Friday, August 10, 2007

Clean water no laughing matter at forward outposts

2nd Lt. Liz Lopez
210th BSB, 2nd BCT, 10th Mtn. Div. (LI)
Multi-National Division – Center

PATROL BASE DRAGON, Iraq — Outside the Army, the job of water purification specialist might be associated with Pauly Shore’s comedy film In the Army Now. But the crazy antics of the comedian don’t do justice to the days of toil and sweat that real-life “water dawgs” live to ensure that the Soldiers they support have fresh water at forward locations in Iraq.
Nowhere is this labor more obvious than in the water purification section of Company A, 210th Brigade Support Battalion, 2nd Brigade Combat Team, “Commandos,” 10th Mountain Division (Light Infantry) out of Fort Drum, N.Y.
Soldiers of the section are responsible for getting water – critical especially in Iraq’s triple-digit temperatures – spread throughout the Commandos’ battle space. Five water-purification sites have been established at forward locations, and are now run by no more than two Soldiers per site.
Despite the competitive efforts of every Soldier in Co. A, the operations at one site stand out from the rest.

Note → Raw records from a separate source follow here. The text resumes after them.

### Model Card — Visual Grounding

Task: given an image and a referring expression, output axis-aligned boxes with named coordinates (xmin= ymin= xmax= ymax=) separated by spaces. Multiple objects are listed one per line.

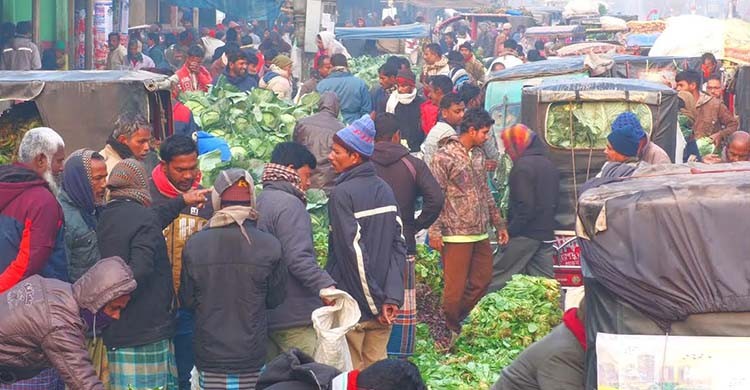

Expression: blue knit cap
xmin=607 ymin=112 xmax=644 ymax=157
xmin=335 ymin=115 xmax=376 ymax=157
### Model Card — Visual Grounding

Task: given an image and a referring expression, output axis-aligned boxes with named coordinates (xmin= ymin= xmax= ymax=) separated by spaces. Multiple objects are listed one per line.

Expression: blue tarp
xmin=626 ymin=33 xmax=661 ymax=47
xmin=487 ymin=57 xmax=588 ymax=81
xmin=164 ymin=0 xmax=283 ymax=21
xmin=334 ymin=23 xmax=431 ymax=40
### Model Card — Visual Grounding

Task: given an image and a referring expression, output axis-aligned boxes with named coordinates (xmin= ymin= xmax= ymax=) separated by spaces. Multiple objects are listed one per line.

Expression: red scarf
xmin=562 ymin=308 xmax=586 ymax=350
xmin=346 ymin=370 xmax=359 ymax=390
xmin=464 ymin=53 xmax=474 ymax=63
xmin=151 ymin=163 xmax=201 ymax=199
xmin=420 ymin=100 xmax=439 ymax=135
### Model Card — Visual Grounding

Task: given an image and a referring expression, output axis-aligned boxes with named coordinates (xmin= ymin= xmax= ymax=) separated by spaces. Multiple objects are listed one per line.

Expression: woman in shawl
xmin=314 ymin=31 xmax=351 ymax=69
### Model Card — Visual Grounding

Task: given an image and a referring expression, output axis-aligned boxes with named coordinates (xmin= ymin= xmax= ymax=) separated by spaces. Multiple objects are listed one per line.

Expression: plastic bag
xmin=312 ymin=288 xmax=362 ymax=371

At Patrol Base Dragon, Sgt. Neil Buddle, a native of Terre Haute, Ind., and Pfc. Luis Rivera, a native of Yabucoa, Puerto Rico, spend the majority of each day purifying the water pumped from a nearby canal for use in cooking, showers, and laundry. At Dragon, the team sustains not only American, but Iraqi soldier operations as well.

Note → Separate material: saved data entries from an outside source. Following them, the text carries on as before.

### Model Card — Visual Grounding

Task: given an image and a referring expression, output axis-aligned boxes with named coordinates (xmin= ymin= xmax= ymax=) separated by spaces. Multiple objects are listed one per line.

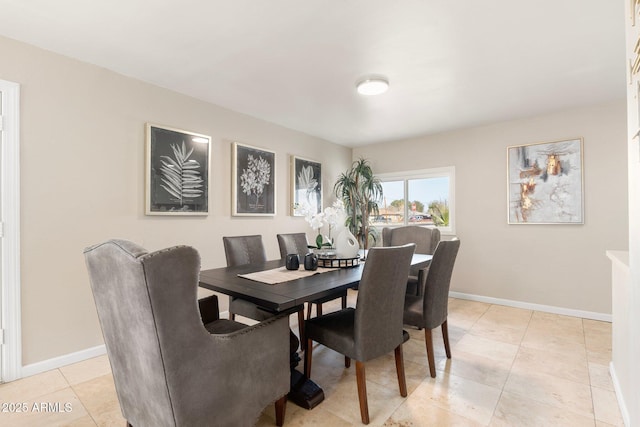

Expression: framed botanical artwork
xmin=145 ymin=123 xmax=210 ymax=215
xmin=290 ymin=155 xmax=322 ymax=216
xmin=507 ymin=138 xmax=584 ymax=224
xmin=232 ymin=142 xmax=276 ymax=216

But the people they serve are not what make this particular site special. Recently, the ‘water dawg’ operations at Dragon have come into focus as the patrol base prepares for a large influx of Soldiers; soon, the 4th Battalion, 31st Infantry Regiment will move to this location from Yusufiyah as the 4th Battalion, 4th Brigade, 6th Iraqi Army Division takes over the security of the town.
With so many new people coming to their patrol base, the water purification mission at Dragon must adapt to accommodate the additional personnel.
Since his arrival at the patrol base in November, when it was established, Buddle has been the go-to guy for anything that has to do with water. He has created methods for purifying enough water as the location grew, disposing of waste water, and establishing luxury items like showers and laundry points. Therefore, it is no surprise the incoming unit has come to him for advice at this juncture.
“It’s demanding, one of those jobs in which you’ve got to think outside the box,” said Buddle. “I like challenges, and this job is a very challenging job.”
With the upcoming arrival of a battalion’s worth of Soldiers, Buddle faces quite a test. Part of it will be increasing water production and waste disposal methods. Thankfully for the new personnel, the Dragon team seems more than adequately equipped to handle the situation.
At present, Buddle and Rivera are capable of producing 600 gallons of water per hour using a reverse osmosis water purification unit, and can store up to 15,000 gallons of potable water.
Prior to the new Soldiers’ arrival, they will receive a new ROWPU which will increase their production capabilities fivefold. The team also has plans to expand their storage capacity to 40,000 gallons of water.
“It’s about service,” said Rivera. “It’s about teamwork.”
The ‘water dawgs’ have both. The pair works as a tag team, producing water as they pump it out for distribution across the patrol base. In one day, the team was able to produce and distribute more than 8,000 gallons, including 3,000 gallons to send to other forward battle positions which lack their own water purification systems. This team effort will become even more essential as water demands swell with the population.
Their task is not easy. The Soldiers work outside in the hot sun for hours every day, monitoring production and dissemination. Many days, the job can be repetitive, but the Soldiers would never call it boring.
The job requires quick thinking and problem solving skills as water demands change. The ‘water dawgs’ from the 210th Brigade Support Battalion have become experts at fitting square pegs into round holes. Before their deployment ends, they will be doing it again.
For now it is enough to know that being a water purification specialist is not a laughing matter.